# New Article Published "Light & Legendary: VITUS 979"



## kohl57 (Mar 14, 2019)

I have recently published a new article on my “On the Drops” blog:

LIGHT & LEGENDARY: VITUS 979

https://on-the-drops.blogspot.com/2016/ ... s-979.html

This is actually a complete re-write and expansion of my original article on the Peugeot PX-10DU to include the whole story of the Vitus 979, its origins, development, design, manufacture, professional team use and commercial models.

The Vitus 979, in production from 1979-1997, was one of the most successful racing bicycles ever with more than 145,000 built and often tete de la course in the professional peloton from 1980-1988. Perhaps best associated with Sean Kelly, Peugeot’s “Foreign Legion” and the Colombians, it figured prominently in the internationalization of Continental cycling during the decade. 
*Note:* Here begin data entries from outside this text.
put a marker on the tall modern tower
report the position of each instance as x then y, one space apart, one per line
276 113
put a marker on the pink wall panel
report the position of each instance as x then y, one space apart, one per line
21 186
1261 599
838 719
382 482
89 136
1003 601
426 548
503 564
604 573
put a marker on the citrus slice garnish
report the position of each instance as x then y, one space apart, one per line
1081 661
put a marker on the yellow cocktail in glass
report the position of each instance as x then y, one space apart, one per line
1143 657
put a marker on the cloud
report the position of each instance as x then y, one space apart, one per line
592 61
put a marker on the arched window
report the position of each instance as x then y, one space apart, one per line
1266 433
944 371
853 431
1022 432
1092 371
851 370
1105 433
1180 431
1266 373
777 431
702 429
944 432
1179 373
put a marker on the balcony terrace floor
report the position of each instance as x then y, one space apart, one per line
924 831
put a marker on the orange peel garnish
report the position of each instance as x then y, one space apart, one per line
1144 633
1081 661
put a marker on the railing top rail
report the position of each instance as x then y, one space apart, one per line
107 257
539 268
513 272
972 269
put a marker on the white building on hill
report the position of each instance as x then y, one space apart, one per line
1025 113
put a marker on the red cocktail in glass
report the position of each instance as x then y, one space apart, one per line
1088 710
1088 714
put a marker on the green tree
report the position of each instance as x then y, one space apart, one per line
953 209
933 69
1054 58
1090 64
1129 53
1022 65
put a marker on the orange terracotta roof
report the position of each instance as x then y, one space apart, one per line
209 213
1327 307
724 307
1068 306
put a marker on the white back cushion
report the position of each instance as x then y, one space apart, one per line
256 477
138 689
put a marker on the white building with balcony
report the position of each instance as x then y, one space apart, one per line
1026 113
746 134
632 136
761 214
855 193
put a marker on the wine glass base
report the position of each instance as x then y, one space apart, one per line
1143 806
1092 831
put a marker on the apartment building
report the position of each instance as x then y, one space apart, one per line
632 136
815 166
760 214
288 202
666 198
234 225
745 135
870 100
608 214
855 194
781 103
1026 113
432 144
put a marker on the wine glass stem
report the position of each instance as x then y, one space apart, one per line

As always, corrections, suggestions and additions of photos and information are welcome.

Peter Kohler
Washington, DC USA


----------



## slowride (Mar 14, 2019)

Greetings Peter, 
I read your article earlier this year and was thoroughly impressed by the painstaking lengths you have gone to in order to document this transitional period in bicycle construction.
Thank you so much for writing this!
Kind regards,
Steve

P.S. I have read most if not all of your other articles and loved those as well!


----------



## fat tire trader (Mar 15, 2019)

Hi Peter,
I just skimmed through your article. I'll read it slowly when I can make time. I have a 979 and a 992.
Thanks,
Chris


----------